L’ambientazione è all’inizio quella di un’Argentina che pare antica, tra villaggi senza elettricità, zone spopolate, strane leggende, ma che man mano che si avanza, passata la metà del romanzo, inizia a maturare un contesto storico più vicino – si cita il 1943 come punto di un passato piuttosto recente, nell’ordine dei decenni, e Mascarò diventa contemporaneo allo scrittore che scrive.
Non so bene che altro dirne; mi viene da citare il vagabondaggio improvvisato di Don Chisciotte, ma hanno in comune soltanto l’approccio al futuro, l’idea di mettersi in strada senza una missione precisa se non quella di seguirsi e perseguirsi.
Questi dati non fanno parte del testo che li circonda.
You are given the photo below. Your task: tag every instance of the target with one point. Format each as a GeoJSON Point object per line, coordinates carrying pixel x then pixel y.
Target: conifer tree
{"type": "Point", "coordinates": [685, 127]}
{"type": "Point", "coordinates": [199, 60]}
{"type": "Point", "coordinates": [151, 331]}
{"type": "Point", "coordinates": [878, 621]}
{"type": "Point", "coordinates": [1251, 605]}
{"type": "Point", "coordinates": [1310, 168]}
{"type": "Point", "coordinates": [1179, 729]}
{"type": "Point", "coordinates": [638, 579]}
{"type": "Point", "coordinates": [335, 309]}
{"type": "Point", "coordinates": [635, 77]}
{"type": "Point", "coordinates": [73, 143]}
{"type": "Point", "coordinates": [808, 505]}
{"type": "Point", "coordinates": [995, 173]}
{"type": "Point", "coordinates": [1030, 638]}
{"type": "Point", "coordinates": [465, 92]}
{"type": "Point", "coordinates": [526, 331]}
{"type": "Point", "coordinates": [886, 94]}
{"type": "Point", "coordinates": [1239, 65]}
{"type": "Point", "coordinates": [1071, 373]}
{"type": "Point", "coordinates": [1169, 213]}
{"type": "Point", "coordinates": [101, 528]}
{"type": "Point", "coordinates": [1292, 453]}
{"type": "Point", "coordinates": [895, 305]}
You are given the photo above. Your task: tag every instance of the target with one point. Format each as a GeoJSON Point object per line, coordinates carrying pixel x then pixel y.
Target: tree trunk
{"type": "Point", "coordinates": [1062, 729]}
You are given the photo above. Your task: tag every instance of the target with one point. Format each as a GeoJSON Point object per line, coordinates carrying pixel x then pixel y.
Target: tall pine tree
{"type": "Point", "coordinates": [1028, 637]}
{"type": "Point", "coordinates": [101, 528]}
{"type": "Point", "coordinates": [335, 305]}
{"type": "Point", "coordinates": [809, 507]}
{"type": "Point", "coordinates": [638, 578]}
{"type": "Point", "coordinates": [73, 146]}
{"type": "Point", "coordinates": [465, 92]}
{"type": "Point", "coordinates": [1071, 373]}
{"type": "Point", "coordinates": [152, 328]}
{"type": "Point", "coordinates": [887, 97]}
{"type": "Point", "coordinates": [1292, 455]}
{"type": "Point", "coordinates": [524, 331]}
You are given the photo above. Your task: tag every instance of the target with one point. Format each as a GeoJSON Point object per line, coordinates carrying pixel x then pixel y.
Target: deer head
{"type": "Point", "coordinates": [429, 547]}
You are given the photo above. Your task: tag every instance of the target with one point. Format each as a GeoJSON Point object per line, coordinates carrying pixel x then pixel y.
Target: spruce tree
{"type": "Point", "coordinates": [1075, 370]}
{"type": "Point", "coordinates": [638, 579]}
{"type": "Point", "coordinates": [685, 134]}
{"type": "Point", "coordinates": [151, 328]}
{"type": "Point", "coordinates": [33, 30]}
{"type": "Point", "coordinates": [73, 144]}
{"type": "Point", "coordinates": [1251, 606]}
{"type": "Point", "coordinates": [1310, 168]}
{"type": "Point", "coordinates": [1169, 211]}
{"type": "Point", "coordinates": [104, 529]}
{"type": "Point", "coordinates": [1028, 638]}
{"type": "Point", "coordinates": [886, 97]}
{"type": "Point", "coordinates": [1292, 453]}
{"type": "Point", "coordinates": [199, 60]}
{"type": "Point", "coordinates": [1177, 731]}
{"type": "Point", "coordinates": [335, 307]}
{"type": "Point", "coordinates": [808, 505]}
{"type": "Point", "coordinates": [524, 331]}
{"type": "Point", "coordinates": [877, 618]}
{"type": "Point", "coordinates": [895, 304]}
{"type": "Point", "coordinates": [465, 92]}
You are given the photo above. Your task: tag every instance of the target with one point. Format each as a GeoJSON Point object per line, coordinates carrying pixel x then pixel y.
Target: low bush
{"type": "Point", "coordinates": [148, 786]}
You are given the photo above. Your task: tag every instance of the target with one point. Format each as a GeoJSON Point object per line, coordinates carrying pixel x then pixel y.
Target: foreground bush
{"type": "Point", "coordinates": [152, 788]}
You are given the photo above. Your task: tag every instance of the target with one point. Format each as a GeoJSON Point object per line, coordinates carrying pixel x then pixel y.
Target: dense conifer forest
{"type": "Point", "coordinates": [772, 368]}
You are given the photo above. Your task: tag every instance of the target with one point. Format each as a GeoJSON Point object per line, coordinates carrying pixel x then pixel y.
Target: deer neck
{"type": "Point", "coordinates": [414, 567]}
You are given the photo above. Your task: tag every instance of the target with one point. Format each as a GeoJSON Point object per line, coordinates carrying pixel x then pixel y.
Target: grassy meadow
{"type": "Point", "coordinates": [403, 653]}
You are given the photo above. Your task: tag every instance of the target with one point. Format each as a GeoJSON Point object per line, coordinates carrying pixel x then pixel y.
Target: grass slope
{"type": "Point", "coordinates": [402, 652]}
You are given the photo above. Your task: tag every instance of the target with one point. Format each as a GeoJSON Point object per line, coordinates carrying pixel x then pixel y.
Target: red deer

Il realismo magico, quello c’è tutto. E c’è la politica, perché ogni romanzo è politico ed è ancora più politico il romanzo di un autore che sa quanto il mondo che ha intorno influenza la sua scrittura – un mondo che non importa quanto sembri solido, può sempre sbriciolarsi.
- Come hai cominciato a fare questa vita?
- Vuoi dire come sono nato, perché fino ad allora ero uno stronzo qualunque.
- E adesso cosa sei?
- Un Principe. Cosa credi? Sono padrone della mia vita e in uncerto qual modo sono padrone del mondo. Per questo mi dichiaro e mi presento come Principe, e posso farlo perché volerlo e deciderlo dipende solamente da me.
- Sei matto, ecco cosa sei.
- Se non ti decidi a fare così, sei già morto.